My original placement of my randomly selected item

Something or someone is still visiting my deck. Not to make too much of this but it’s a bit strange even if it’s an unknown human hanging out illegally in my back yard in wee hours of the morning. And so many readers have expressed interest that I thought I should share the most recent development.

Earlier this week, I decided to remove the 5 white landscaping rocks that still formed a perfect pentagram near the edge of my backyard. I threw them in the Green Belt woods and replaced them with two different pebbles; a small granite piece and a larger, flat old river rock. I added a tiny plastic dinosaur, and intentionally laid it on its side, directly on the deck so it wouldn’t get blown away, as it has been quite windy here. Nothing happened for days.

deckdino3

The change made by unknown agent that has remained in place for several days.

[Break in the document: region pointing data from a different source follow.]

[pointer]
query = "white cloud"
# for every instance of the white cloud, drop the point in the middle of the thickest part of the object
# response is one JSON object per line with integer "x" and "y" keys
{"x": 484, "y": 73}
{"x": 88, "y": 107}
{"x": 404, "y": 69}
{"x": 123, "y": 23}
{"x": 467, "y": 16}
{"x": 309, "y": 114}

Tuesday a.m. on Dec. 3 I looked for it first thing and realized the granite stone which had been stacked squarely on the river rock was now lying next to it but still touching. But the normally tipsy dino had been set up to stand on top of the rock! The formation has survived a windstorm since then, still standing. In the photos you can see how it first looked when I placed placed it on the deck planks. No way the little dino somehow blew upward to stand solidly upright while the small granite stone rolled off the larger rock.

 

Is the culprit a human trespasser? Living in a populated area as I do, it would seem the most likely solution. (We do live on the very edge of town with nature trails surrounding.) But the sudden appearance of the pentagon-shaped rock formation and the re-ordering of the mini-dino were both achieved in darkness, overnight, evading any surveillance moves on my part. Again, why? My husband didn’t even realize I had put the new little display there and hadn’t been near it. I heard the neighbor dog bark one single, loud bark during very early morning hours on that Night of the Plastic Dinosaur but that’s it. The Hubz and I have carefully examined our entire yard and the adjacent woods but no clues or evidence turned up. In the meantime we keep watching, and I’ll keep updating if anything else occurs.